時黛搖頭說“那不行,合同簽約裡沒擅自離開崗位這一項,萬一我走了,你用這個借口不支付我酬勞怎麼辦。”
唐忱把漱口杯放下,滿嘴的泡沫“我難道就那麼像老賴?”
時黛摸下巴“看人品不像,看人像。”
唐忱上一秒還挺高興的,下一秒如同被喂了一嘴屎。
“出去!”
他發火了,那嗓門幾乎是吼的。
時黛“那行,我在外麵等你。”
時黛轉身要走。
“等一下!”身後傳來唐忱的聲音。
時黛看向他。
唐忱打開水龍頭衝了一把臉,把嘴裡的泡沫吐掉,朝時黛走過來時,他臉上的水珠還在往下落,稍許打濕了領口。
來到時黛麵前,他一伸手,撐在了時黛腦後的牆壁上。
突如其來的壁咚,讓時黛愣了愣。
時黛“圖謀不軌?”
唐忱嗤了聲“就你這瘦不拉幾的乾癟樣,還擔心誰對你圖謀不軌?”
時黛“所以你長得欠抽不是沒有道理的。

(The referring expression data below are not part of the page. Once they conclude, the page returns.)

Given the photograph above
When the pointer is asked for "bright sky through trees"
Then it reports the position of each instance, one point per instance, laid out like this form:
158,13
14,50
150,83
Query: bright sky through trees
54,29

”
唐忱“……”
他收回手,退開了一點距離,莫名其妙的問“還臭嗎?”
時黛沒聽懂“什麼臭?”
唐忱臉色不好看“你剛才不是說我口臭嗎?我問你還口臭嗎?”
時黛瞬間恍然大悟“你剛才的行為,是想讓我聞聞你口臭不臭?”
唐忱“薄荷味的!”
時黛轉身要走“沒注意。”
唐忱攥住她肩膀,把她拉回來,重新壁咚一次“哈……哈……”
他對著她的臉,粗狂的哈了兩口氣。
時黛“……”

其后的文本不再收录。